With all this Victorian romanticization, she, was able to turn herself into a celebrity of the Lost Cause. In the late 1860s, she began billing herself as “Belle Boyd, of Virginia” as she improvised tales from her 1865 memoir, Belle Boyd in Camp and Prison. She performed in Washington, D.C., and New Orleans; sometimes she would even ride onstage on a horse. In 1870, she checked into an insane asylum because her mind “gave away,” and she avoided the spotlight for fifteen years. Women pretending to be Belle Boyd appeared all over the United States, in Martinsburg, in Philadelphia, in Atlanta, and in Corsicana, Texas.

The actual Bell Boyd returned to the stage in 1886, opening a one-woman touring show, The Perils of a Spy that also played in Northern states. The story centered on her most famous moment—the day she rode through the front lines at the Battle of Front Row to breathlessly inform Stonewall Jackson of the enemy’s strategy.

In 1869, she married an Englishman, John Swainston Hammond, who had fought for the Union Army. Sixteen years and four children later, in November 1884, the couple divorced. Two months following the break-up, Belle married Nathaniel High, Jr., an actor seventeen years her junior.

Belle Boyd lived her life colorfully and dangerously. Yet, she died in poverty of a heart attack on June 11, 1900 while on tour in Wisconsin Dells, Wisconsin. She is buried there, in Spring Grove Cemetery.


Sources

Belle Boyd’s autobiography, Belle Boyd, In Camp and Prison, 1865.

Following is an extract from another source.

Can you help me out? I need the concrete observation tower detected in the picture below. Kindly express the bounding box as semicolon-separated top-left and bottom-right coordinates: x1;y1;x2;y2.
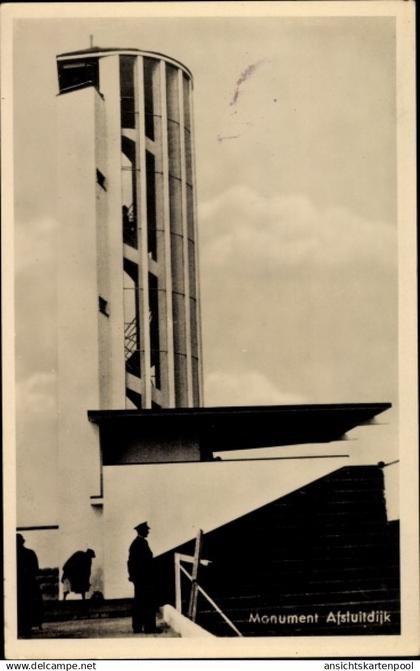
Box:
57;47;202;409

Spies of the Confederacy by John Bakeless, published by J. B. Lippincott Co., 1970.

The War the Women Lived by Walter Sullivan, published by J.S. Sanders & Co.,1995.

Spies and Spymasters of the Civil War by Donald E. Markle, published by Hippocrene Books, 1994.

Mighty Stonewall by Frank E. Vandiver, published by Texas and A&M Press, 2010.

The Secret War for the Union by Edwin C. Fishel, published by Houghton Mifflin Co., 1997.

Liar, Temptress, Soldier, Spy: Four Women Undercover in the Civil War, Karen Abbott, published by Harper, 2014.